Negli ultimi decenni, la LASIK è diventata quasi sinonimo di libertà: niente più occhiali che si appannano d’inverno, niente più lenti a contatto da togliere in fretta la sera. Per molti è stata una rivoluzione, un piccolo gesto chirurgico capace di cambiare la vita quotidiana. Ma, come spesso accade con le innovazioni che sembrano definitive, c’è sempre qualcuno che prova a spingersi oltre, a immaginare un’alternativa più semplice, meno invasiva, magari anche più accessibile. È in questo scenario che fa capolino una tecnica dal nome un po’ futuristico: rimodellamento elettromeccanico, o EMR.
Correggere la vista con elettricità e acqua: la tecnica EMR
La sua promessa è tanto ambiziosa quanto affascinante: rimodellare la cornea senza bisturi, senza laser, senza tagli. Solo elettricità, acqua e una lente speciale.
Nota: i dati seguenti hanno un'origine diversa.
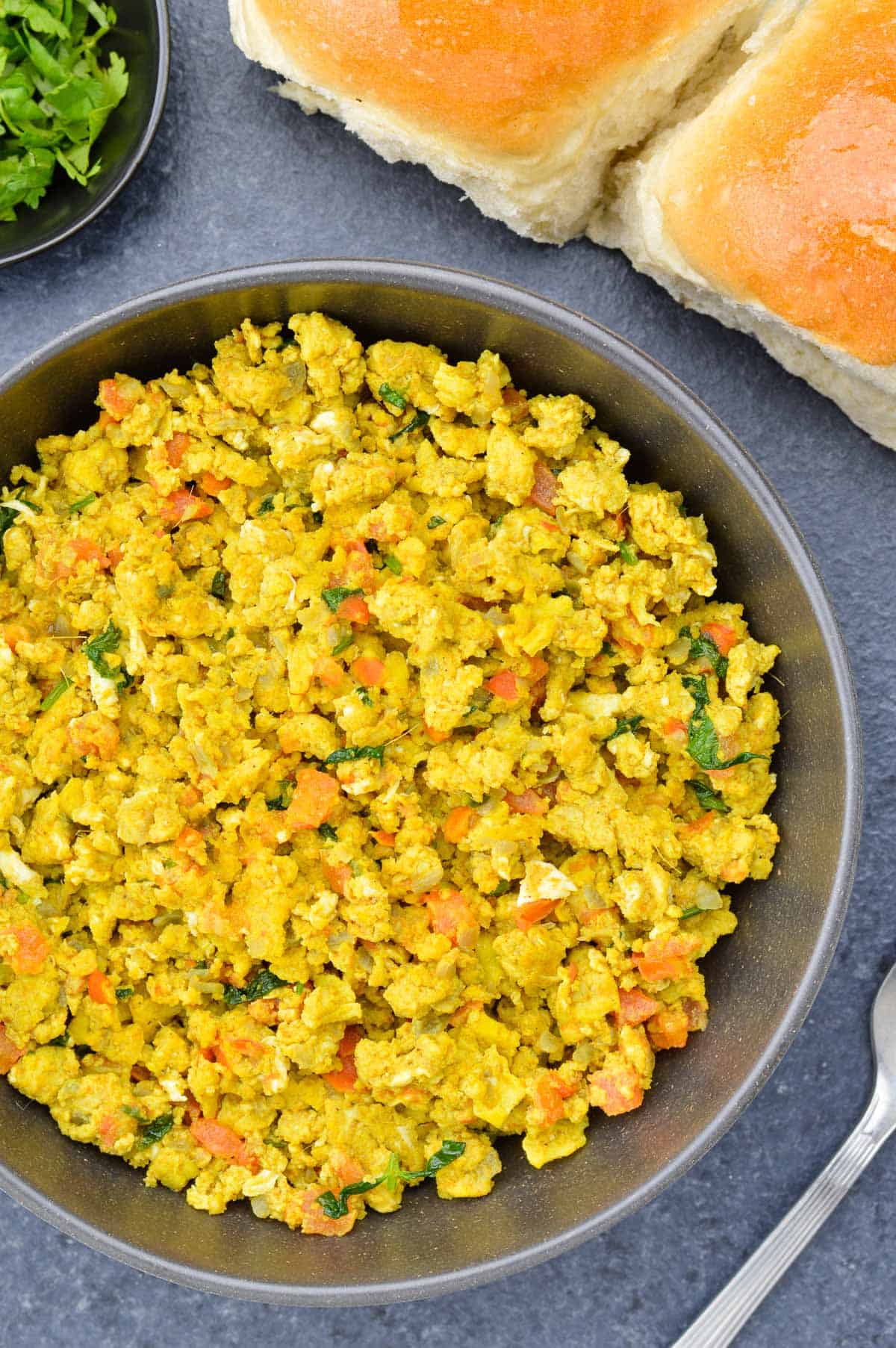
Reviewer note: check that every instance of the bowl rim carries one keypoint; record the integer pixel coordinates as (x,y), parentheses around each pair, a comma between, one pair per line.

L’idea nasce nei laboratori della Occidental College, grazie al chimico Michael Hill, in collaborazione con il chirurgo Brian Wong dell’Università della California. Ed è curioso pensare che prima di arrivare agli occhi, questa tecnologia sia stata testata sulle orecchie di coniglio e sulla pelle dei maiali. Esperimenti che sembrano lontani dal mondo della vista, ma che hanno permesso di capire una cosa fondamentale: i tessuti ricchi di collagene possono essere plasmati, se sottoposti alle giuste condizioni chimiche ed elettriche.
Il principio è semplice e ingegnoso allo stesso tempo. Le fibre di collagene che compongono la cornea sono tenute insieme da attrazioni interne molto rigide, un po’ come calamite. L’applicazione di una tensione elettrica altera temporaneamente il pH del tessuto, rendendolo più acido e quindi più malleabile. È in quel momento che entra in gioco la lente di platino, che agisce come stampo e guida la cornea verso la forma desiderata. Poi, una volta ripristinato il pH originale, la nuova forma resta fissata.
Nei primi test, dodici globi oculari di coniglio hanno fatto da “palestra” a questa tecnica. In dieci casi su dodici, la correzione della miopia simulata è riuscita senza danni alle cellule, in appena sessanta secondi di trattamento. Tempi simili a quelli della LASIK, ma con una procedura molto più snella e, potenzialmente, più economica.
Naturalmente, la strada verso gli studi clinici è ancora lunga e piena di incognite. Ma l’idea di poter correggere miopia, astigmatismo o ipermetropia con un approccio così delicato apre scenari sorprendenti. Non è difficile immaginare un futuro in cui la chirurgia oculare somigli più a un “gentile aggiustamento” che a un’operazione vera e propria. Un futuro in cui dire addio agli occhiali potrebbe essere non solo più semplice, ma anche alla portata di molti più occhi.